Classical Incision Advised In Some Circumstances


SAN FRANCISCO — After the onset of labor, using a classical incision for C-section delivery of a very-low-birth-weight neonate in nonvertex position reduced the risk of intraventricular hemorrhage, compared with a transverse incision or transverse incision with extension, a study of 148 deliveries found.

The decrease in risk was more pronounced for more severe intraventricular hemorrhage (IVH), Dr. Kai Ling Tan and associates reported in a poster presentation at the annual meeting of the Society for Maternal-Fetal Medicine.

Previous studies have shown that vaginal delivery is safe for infants in vertex position weighing less than 1,000 g, but data are sparse on rates of IVH after delivery of very-low-birth-weight (VLBW) infants in breech, transverse, or oblique positions.

“It is a constant debate among ob.gyns. in the [morbidity and mortality] conferences in my institution whether to do a classical or a low transverse incision” in these cases, said Dr. Tan of the Medical College of Wisconsin Affiliated Hospitals, Wauwatosa, Wis., in an interview at the poster session.

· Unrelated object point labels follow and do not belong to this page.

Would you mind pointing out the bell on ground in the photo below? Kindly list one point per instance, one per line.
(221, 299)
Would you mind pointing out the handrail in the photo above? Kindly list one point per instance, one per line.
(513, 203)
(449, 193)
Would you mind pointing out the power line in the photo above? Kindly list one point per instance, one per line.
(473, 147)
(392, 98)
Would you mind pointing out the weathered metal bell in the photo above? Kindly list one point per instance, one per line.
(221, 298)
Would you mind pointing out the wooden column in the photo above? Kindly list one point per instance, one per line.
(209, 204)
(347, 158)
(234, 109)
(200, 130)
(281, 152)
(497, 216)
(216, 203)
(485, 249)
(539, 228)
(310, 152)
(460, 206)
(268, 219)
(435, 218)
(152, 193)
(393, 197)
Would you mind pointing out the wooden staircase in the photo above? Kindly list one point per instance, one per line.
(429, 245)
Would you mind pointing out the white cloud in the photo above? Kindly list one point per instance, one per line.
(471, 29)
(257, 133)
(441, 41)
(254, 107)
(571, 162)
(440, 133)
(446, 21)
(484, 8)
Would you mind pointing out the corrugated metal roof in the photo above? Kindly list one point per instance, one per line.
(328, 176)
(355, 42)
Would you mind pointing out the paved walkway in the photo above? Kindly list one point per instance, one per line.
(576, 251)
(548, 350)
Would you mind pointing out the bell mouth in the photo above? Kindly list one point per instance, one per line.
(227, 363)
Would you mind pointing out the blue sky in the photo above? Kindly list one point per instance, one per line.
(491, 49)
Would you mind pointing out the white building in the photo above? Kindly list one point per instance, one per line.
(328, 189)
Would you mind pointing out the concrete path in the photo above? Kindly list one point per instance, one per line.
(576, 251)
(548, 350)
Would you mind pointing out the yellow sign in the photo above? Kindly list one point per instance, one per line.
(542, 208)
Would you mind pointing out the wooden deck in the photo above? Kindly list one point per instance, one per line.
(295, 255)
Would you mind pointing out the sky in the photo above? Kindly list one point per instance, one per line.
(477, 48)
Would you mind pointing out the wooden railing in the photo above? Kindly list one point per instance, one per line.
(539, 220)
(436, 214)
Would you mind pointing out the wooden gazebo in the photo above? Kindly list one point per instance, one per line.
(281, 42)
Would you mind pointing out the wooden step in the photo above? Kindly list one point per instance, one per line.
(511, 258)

The current retrospective review found no significant difference in IVH rates between the 93 neonates delivered by classical C-section (27% with IVH) and 58 delivered using one of the two low transverse incisions (34% with IVH). For 94 women who went to C-section after the onset of labor, however, 27% of neonates in the classical incision group had IVH, compared with 54% in the low transverse incisions group, a significant difference.

In the laboring group, severe IVH (grade 3–4) or death occurred in 18% of neonates after a classical incision, and in 50% after a low transverse incision, which also was significant. The lead author of the poster was Dr. Jeffery Garland of Wheaton Franciscan Healthcare-St. Joseph, Milwaukee.

In general, physicians who encounter difficulty delivering an infant through a low transverse incision sometimes use a J or T extension of the incision. VLBW infants may be more vulnerable in these situations, Dr. Tan said. The most common reason for extending uterine incisions is to deliver a nonvertex infant, some reports suggest.

The association between classical incision and decreased risk for IVH in nonvertex, VLBW infants after labor remained significant after controlling for potential confounders, the investigators said.